Neue Katzenart in Bolivien entdeckt
Erstmals seit rund 100 Jahren ist Forschenden die Entdeckung einer bislang unbekannten Katzenart gelungen. Die scheue Wildkatze mit dem wissenschaftlichen Namen Leopardus tilcayo lebt in der Yungas-Region der Anden in Bolivien und gehört zur Gruppe der Tigerkatzen. Vor Ort ist sie unter dem Namen Tilcayo bekannt. Diesen Begriff übernahmen die Wissenschaftler bewusst, um die kulturelle und regionale Bedeutung zu bewahren, wie sie in der Fachzeitschrift Current Biology erläutern.
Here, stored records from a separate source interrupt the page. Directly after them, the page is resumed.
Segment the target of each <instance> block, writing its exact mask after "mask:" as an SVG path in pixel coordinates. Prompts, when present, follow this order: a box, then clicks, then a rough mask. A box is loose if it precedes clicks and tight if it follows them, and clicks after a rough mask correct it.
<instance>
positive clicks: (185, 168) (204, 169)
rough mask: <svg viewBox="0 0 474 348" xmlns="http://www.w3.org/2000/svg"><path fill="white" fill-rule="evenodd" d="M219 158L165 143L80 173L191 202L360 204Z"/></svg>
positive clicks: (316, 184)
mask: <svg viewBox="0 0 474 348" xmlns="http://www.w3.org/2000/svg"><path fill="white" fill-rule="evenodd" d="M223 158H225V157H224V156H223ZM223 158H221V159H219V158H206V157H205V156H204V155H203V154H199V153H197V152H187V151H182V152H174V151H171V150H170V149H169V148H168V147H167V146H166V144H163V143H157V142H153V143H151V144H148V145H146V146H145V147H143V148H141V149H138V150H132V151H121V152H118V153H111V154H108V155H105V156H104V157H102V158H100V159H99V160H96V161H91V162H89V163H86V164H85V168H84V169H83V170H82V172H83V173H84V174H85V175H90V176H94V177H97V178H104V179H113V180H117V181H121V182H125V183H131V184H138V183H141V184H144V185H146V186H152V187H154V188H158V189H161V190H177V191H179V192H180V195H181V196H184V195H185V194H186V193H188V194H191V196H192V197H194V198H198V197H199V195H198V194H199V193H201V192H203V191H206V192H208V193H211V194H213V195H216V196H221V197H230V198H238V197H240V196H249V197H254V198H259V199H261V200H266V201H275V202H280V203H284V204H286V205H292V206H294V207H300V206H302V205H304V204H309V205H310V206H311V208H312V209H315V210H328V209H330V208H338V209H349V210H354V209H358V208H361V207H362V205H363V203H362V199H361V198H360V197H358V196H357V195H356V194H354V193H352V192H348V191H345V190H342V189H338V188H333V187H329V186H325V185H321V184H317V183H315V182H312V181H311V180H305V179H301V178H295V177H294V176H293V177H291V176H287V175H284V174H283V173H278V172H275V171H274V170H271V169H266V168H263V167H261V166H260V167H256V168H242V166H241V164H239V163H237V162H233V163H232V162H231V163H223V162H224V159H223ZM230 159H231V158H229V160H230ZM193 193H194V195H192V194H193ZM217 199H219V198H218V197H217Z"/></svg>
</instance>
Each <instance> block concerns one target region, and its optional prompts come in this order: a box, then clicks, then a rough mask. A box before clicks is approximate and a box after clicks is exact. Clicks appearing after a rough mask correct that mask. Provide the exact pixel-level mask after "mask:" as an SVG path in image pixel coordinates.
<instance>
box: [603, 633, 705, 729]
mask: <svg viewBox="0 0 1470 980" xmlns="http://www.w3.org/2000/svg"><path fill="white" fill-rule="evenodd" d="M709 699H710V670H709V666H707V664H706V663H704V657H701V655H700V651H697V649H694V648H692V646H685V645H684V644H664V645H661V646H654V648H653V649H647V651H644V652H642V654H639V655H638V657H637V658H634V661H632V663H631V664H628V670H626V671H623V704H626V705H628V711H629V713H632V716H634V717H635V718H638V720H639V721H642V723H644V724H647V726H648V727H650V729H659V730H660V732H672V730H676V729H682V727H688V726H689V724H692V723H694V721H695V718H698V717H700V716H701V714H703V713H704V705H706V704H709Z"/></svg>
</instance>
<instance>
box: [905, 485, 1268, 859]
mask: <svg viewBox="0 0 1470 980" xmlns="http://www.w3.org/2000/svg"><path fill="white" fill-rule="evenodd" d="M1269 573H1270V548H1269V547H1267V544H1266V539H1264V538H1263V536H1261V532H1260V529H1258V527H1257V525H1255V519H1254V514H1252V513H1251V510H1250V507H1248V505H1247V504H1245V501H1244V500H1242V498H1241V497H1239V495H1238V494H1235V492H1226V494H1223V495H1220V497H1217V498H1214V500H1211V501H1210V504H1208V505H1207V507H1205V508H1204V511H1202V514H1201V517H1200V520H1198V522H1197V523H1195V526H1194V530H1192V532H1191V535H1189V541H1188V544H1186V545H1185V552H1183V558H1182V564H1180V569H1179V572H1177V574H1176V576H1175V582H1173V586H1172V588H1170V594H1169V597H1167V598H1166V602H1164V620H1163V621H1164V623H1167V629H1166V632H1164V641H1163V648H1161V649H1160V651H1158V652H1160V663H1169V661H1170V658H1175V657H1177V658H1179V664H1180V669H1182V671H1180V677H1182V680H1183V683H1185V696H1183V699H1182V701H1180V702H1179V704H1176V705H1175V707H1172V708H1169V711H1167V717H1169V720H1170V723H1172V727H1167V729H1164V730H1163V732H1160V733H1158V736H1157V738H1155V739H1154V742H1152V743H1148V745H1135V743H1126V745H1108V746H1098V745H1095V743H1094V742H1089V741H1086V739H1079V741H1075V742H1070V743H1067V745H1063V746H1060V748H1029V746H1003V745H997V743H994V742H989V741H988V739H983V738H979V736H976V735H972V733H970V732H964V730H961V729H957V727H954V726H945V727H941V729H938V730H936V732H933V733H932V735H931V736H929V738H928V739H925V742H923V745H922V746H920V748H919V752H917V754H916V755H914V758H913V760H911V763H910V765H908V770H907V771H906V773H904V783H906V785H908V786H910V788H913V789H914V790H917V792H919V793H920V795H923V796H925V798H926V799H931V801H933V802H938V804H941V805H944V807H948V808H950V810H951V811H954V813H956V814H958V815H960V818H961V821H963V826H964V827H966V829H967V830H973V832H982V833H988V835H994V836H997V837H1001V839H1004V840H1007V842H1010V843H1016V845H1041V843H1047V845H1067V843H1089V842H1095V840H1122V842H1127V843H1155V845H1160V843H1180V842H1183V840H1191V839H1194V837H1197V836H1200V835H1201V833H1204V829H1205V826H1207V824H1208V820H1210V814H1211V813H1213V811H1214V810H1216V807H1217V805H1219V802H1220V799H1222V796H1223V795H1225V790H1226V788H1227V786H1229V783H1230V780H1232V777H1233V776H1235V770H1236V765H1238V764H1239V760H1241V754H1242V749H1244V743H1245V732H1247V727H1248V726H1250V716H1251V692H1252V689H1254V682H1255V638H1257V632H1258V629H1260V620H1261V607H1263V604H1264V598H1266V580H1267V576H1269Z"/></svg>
Als Referenzexemplar der neu beschriebenen Art dient ein ausgewachsenes Männchen. Das Tier wurde laut Studie im September 2021 in der bolivianischen Region La Paz nahe dem Dorf Arapata in einer Höhe von 1.570 Metern lebend gefangen.
Kleine Raubkatze mit leopardenähnlichem Muster
Die Forschenden beschreiben Leopardus tilcayo als kleine Raubkatze mit einer Kopf-Rumpf-Länge von etwa 42,5 bis 50,5 Zentimetern. Der Schwanz misst demnach zwischen 25 und 26,5 Zentimetern. Das Fell auf dem Rücken ist hellbraun, entlang der Wirbelsäule dunkler gefärbt und wird in Richtung der Gliedmaßen heller. Besonders auffällig sind die großen Flecken, die an das Muster eines Leoparden erinnern.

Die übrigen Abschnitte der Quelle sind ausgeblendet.